Third Committee Member

Richard Brucher

Abstract

Ghost stories have served integral functions to various societies: a confrontation of mortality, an explanation of uncontrollable and seemingly supernatural events, an aid in the grieving process for loved ones, an exploration of the human soul and psyche, an expression of the inexplicable desire to live in eternity. Even in an age and society that views itself as rational and scientific, the ghost story continues to evolve through the use of new media. New patterns of social Spiritualism pervade the cultural imagination through the dissemination of the ghost story via television, film, and social media.

This thesis seeks to join this conversation, not for the purpose of confirming or denying the existence of spirits or an afterlife, but rather to analyze the various functions of the ghost story in society – what needs they serve, what desires they unearth, and what the changing conventions of the classic ghost story reveal about the ways society itself is changing. With this aim in mind, this collection of original ghost stories traverses various traditions of the ghost story, and explores what functions they serve in the societies that foster them. The stories within also aim to continue those traditions in new and creative ways for the contemporary era.

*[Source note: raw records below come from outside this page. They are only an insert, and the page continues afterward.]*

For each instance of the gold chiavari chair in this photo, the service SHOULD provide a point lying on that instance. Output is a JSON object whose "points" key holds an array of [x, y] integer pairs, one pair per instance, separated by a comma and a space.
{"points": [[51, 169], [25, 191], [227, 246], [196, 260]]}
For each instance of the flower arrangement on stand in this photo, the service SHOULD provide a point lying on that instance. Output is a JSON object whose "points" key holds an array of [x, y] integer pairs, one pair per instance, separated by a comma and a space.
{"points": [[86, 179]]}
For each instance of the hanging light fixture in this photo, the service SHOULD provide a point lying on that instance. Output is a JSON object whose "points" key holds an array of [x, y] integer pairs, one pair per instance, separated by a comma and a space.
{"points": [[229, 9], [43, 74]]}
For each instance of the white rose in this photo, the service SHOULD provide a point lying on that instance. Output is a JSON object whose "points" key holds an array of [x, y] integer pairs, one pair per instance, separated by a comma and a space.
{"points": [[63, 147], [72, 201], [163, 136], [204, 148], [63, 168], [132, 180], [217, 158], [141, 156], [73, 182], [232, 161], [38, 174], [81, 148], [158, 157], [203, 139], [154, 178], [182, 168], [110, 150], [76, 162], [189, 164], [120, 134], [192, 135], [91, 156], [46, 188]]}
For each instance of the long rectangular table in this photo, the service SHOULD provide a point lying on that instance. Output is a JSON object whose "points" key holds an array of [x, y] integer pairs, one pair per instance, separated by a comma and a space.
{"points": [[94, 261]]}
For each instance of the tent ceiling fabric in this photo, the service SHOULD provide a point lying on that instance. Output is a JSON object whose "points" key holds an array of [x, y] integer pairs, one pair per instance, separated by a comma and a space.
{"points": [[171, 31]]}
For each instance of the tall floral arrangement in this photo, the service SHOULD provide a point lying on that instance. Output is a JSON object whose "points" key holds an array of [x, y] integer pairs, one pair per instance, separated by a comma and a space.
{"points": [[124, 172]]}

Critical research and readings into various types of ghost stories provide a context for different narrative types, which all explore human reactions to ghosts and hauntings. The narratives also investigate the seeming necessity of cultures to relate ghost stories – those certain attachments that societies and individuals form to concepts of death, and life beyond death.

Through various uses of the fictive space, it is determined that, though its existence may be believed, questioned, or denied, a ghost lives in the telling of its story. The ghost story is understood as a powerful cultural artifice, used for many purposes, and to some degree necessary to our understanding of the world and our place in it.